Pita Barros elencou três questões: "Será que o Serviço Nacional de Saúde vai acabar? É possível garantir que o SNS é sustentável? Há motivos para retirar a confiança dos portugueses no SNS?"

O economista respondeu com a certeza de que o perigo de acabar "há sempre", mas a crença "que não existe um risco efectivo de o SNS acabar. "As pessoas gostam do SNS, há uma defesa do SNS quase instintiva. A questão que devemos colocar é que Serviço Nacional de Saúde queremos daqui a dez ou 20 anos. E é aí que temos o grande desafio."

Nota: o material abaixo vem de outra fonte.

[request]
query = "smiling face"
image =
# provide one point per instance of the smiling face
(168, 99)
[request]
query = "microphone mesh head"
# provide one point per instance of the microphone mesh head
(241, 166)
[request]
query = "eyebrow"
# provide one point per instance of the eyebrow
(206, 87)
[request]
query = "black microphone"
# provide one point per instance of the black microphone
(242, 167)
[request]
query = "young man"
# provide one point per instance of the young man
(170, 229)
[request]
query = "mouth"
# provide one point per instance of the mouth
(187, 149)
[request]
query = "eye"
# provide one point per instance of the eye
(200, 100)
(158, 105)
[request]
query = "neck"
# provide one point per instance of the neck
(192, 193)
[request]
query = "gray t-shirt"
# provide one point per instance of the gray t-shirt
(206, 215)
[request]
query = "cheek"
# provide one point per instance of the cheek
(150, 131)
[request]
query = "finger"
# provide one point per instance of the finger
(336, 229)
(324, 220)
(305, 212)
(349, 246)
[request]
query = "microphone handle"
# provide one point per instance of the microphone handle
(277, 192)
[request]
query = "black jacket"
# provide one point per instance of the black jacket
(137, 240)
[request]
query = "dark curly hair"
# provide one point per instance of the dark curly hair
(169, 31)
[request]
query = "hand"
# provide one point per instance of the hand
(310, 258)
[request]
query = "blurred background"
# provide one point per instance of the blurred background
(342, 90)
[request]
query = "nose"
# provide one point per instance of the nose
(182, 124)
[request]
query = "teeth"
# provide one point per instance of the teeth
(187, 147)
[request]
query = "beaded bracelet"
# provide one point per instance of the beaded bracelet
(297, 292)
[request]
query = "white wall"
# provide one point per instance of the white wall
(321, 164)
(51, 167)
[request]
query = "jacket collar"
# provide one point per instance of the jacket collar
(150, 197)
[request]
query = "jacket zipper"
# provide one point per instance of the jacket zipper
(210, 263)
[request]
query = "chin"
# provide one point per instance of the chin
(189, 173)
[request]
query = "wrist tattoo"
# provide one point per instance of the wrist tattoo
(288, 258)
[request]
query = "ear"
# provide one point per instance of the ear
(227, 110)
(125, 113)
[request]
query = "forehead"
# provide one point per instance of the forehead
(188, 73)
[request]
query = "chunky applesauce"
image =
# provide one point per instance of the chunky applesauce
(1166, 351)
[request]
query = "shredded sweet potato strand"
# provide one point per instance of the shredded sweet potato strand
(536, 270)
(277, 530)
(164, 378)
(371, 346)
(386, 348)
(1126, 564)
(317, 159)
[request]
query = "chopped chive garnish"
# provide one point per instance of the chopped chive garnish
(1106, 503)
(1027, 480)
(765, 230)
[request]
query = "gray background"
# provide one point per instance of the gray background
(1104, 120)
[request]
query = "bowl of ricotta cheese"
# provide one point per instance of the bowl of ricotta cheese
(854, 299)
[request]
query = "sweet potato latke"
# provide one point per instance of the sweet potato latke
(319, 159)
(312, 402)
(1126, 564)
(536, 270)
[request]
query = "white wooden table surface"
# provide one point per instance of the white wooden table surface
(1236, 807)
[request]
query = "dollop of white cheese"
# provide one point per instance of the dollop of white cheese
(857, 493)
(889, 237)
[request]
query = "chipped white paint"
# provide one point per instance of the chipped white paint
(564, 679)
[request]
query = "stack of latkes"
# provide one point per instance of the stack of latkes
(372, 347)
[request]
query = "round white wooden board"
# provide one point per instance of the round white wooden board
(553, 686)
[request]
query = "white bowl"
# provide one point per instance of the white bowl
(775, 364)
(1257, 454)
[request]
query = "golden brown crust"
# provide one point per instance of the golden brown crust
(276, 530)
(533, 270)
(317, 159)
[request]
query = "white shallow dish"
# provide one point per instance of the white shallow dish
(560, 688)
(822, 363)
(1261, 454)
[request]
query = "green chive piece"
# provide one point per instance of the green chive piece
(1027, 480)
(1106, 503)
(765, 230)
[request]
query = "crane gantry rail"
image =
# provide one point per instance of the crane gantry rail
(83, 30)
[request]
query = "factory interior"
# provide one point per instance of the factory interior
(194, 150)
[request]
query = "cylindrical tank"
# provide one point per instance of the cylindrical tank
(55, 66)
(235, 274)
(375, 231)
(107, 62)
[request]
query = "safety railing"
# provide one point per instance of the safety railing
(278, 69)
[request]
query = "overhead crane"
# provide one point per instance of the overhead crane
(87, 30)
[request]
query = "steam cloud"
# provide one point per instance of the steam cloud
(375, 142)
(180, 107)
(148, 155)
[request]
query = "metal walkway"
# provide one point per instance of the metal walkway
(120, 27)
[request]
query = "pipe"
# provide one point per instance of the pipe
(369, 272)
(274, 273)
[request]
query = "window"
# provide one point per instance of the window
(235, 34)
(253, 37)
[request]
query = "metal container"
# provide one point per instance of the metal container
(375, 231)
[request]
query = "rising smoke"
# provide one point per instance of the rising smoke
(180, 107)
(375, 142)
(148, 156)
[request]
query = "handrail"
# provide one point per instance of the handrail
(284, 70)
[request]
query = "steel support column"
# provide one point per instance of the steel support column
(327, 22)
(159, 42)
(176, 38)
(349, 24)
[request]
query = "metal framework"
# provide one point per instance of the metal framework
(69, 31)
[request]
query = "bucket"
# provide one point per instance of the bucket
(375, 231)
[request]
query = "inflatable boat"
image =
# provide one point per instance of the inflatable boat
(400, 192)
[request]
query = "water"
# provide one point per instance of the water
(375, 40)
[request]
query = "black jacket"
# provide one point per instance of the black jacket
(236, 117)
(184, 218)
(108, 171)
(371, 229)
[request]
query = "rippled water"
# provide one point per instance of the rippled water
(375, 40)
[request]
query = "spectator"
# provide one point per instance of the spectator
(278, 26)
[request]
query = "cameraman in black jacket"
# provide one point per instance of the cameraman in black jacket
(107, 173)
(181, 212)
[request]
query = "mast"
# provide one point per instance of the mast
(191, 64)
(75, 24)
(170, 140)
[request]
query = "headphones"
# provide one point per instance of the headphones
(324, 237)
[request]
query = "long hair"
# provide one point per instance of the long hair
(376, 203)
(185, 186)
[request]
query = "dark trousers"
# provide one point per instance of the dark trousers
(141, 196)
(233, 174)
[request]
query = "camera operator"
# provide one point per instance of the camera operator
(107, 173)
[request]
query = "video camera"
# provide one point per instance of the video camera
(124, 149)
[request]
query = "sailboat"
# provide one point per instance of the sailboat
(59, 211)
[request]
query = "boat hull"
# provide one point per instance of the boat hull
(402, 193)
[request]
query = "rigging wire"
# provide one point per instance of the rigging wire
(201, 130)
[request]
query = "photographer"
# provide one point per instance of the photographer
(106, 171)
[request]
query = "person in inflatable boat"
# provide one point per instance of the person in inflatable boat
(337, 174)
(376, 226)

Pedro Pita Barros lança um aviso sobre a necessidade de preservar a sustentabilidade do SNS. "Se não cuidarmos bem da parte financeira podemos estragar o SNS e mesmo que tratemos bem da parte financeira isso não é suficiente", remata. E uma aposta: "Não sei o que será o SNS daqui a 10 anos, mas consigo apostar que ainda existirá."

A saúde tem preço? A pergunta de João Lobo Antunes foi para o economista da mesa. Contexto: os custos cada vez mais elevados dos tratamentos e da sustentabilidade do SNS.

Pedro Pita Barros arrumou a questão numa frase: "A saúde, em si mesma, não tem preço. Ninguém pode ir a um supermercado e tirar três quilos de saúde." O problema, refere o economista, deve ser colocado de outra forma em relação ao benefício de tratamentos médicos muito caros para o bem-estar dos doentes. "Valerá a pena prolongar a vida de um doente por dias ou semanas a um custo muito elevado para o SNS?"

O desafio do SNS, refere Pita Barros, estará mais na organização, na forma como se responde às novas exigências de uma população envelhecida que "vai querer estar em casa em vez de instituições – e alguém terá de tratar delas".

A relação médico-doente
João Lobo Antunes introduziu a questão da empatia entre médico e doente para explicar que "não é possível tratar ninguém sem haver uma relação, uma emoção".

Descrevendo uma experiência no Hospital de Santa Maria, em Lisboa, com médicos internos, o neurocirurgião leu três testemunhos sobre o dia-a-dia de jovens clínicos e a descrição que faziam da sua experiência no tratamento de doentes.

Neles descreviam o ritmo de trabalho e a resposta aos que acorriam ao SNS. Uma medicina "narrativa", chamou-lhe Lobo Antunes, que Joana Bénard da Costa reconheceu do tempo que passou nas urgências. "É como se a vida ficasse em suspenso, é um outro mundo, em que as luzes nunca se apagam. Há uma falta de sintonia entre o que se passa lá dentro e cá fora. É como entrar noutra dimensão", referiu a jornalista.

"E a noite é terrível", acrescentou Lobo Antunes. "É quando se morre mais, é aquela sensação de abandono, mas curiosamente também há mais nascimentos."

De que matéria se faz um médico?
O desafio foi lançado da plateia: o que faz um bom médico? João Lobo Antunes empurrou primeiro para Pedro Pita Barros.
O economista respondeu: "É preciso uma sólida formação dada na universidade e ter capacidade de ouvir e não apenas prescrever coisas. E o médico do futuro vai ter de ser capaz de fazer duas coisas importantes: lidar com os profissionais de saúde e ter uma verdadeira parceria com os doentes."

Lobo Antunes lembrou uma experiência, entretanto abandonada, no Hospital de Santa Maria em que se entrevistavam os candidatos, à semelhança dos Estados Unidos. "O que nos falta mais é esta medicina narrativa, esta sensibilização, e depois o trabalho em equipa. É preciso saber escolher. Educar mulheres e homens, dedicados, íntegros, imbuídos do sentido do dever. E que gostem das pessoas, no amor ao próximo. É preciso tocar o piano de cada um."

Esta semana, a Renascença transmitiu todos os dias, às 19h00, o melhor dos debates que decorreram durante a Feira do Livro de Lisboa, no espaço da Fundação Francisco Manuel dos Santos.